Yesterday we had the pleasure of visiting The Frick Collection, which, if you don't already know, contains steel magnate Henry Clay Frick's art collection, all housed inside of his East 70th Street mansion (inspiration for the Avengers mansion!). The home was designed by Thomas Hastings and was constructed in 1913, though in the 1930s was altered by John Russell Pope to ready it for use as a public institution. While the public spaces of the mansion are enough to give anyone real estate envy... what we were interested in was what was behind closed doors. With an old home like this you know there are some secret spots—click through to see what we found during our visit. And below, some fun facts we learned during our journey:

  • Helen Clay, Frick's daughter, was the one to erect a library on the vacant lot next door (6-8 East 71st Street) to catalogue her father's collection. For a time, she housed this in the bowling alley due to lack of space.
  • The bowling balls have since been replaced from ones Frick himself used, which had just two holes for fingers, and were significantly heavier than today's standard balls. (More on the bowling alley in The Frick's members magazine, which we've included in the image gallery.)
  • In case you were wondering, no, this is not the bowling alley that was used in There Will Be Blood.
  • H.C. Frick and his wife were supposed to be on the Titanic (something that has been confirmed throughout the years), but his wife twisted her ankle and they stayed abroad for a few more days. If he had boarded the ship, there would be no Frick mansion today!

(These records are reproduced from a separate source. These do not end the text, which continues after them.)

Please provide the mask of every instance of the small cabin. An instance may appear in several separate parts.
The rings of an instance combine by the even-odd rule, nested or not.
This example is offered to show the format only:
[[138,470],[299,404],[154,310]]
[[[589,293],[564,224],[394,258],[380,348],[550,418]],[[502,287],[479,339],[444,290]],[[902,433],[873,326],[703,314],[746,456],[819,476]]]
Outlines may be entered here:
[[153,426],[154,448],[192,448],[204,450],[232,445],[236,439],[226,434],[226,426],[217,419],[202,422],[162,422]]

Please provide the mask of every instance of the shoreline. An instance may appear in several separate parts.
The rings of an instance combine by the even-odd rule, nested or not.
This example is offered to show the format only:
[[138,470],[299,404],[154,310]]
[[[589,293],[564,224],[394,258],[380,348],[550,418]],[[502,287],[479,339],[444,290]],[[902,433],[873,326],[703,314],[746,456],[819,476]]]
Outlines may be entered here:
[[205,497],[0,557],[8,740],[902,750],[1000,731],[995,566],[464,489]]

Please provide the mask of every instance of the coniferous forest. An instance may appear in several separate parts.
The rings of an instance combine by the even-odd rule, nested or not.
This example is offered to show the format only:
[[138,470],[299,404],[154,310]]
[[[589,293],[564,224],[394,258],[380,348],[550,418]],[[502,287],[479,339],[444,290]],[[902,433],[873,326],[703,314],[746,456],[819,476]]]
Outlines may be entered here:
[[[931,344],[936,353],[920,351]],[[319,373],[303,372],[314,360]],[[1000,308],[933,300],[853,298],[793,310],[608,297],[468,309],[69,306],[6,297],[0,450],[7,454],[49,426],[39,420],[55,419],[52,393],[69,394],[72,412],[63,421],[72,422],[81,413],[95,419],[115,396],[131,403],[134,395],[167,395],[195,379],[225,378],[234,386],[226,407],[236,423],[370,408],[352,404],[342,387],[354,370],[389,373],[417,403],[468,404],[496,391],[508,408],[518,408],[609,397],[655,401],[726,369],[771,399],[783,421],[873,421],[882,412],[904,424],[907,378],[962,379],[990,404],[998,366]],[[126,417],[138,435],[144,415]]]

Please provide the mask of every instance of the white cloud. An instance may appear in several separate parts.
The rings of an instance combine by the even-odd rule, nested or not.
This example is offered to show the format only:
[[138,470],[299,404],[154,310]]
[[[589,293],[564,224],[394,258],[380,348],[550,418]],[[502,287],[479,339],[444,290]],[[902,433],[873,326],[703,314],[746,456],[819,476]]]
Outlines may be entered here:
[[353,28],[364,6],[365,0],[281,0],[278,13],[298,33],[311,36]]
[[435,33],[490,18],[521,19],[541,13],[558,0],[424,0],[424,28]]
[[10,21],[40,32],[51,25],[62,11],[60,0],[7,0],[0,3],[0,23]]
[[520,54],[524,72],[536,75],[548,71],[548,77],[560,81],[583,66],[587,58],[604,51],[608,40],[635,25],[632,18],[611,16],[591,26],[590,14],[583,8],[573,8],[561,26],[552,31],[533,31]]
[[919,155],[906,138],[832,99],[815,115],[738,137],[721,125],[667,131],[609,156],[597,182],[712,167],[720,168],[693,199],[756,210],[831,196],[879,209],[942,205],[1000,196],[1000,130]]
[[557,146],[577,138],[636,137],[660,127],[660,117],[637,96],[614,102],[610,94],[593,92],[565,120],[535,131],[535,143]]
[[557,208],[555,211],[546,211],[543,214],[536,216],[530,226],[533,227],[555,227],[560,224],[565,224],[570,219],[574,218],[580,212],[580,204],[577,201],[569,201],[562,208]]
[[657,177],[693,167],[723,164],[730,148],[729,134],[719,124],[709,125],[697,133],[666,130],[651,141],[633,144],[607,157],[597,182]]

  • For the most part, the paintings in the galleries are arranged in the way Frick wanted his visitors to see them.
  • The fountain room at The Frick may be the most photographed public space in the museum, but that feature (with its sunken pool) wasn't there when Frick was alive. Before he died it was an outdoor driveway (which did contain a smaller water feature).
  • There are no ghosts at The Frick! Although, we were told this when we didn't even ask, so perhaps our host was protesting a bit too much?

And in more current events: they are in the process of adding a sculpture gallery, which will have glass walls opening on to the garden to let in light. Currently there are no plans to open the garden up, however.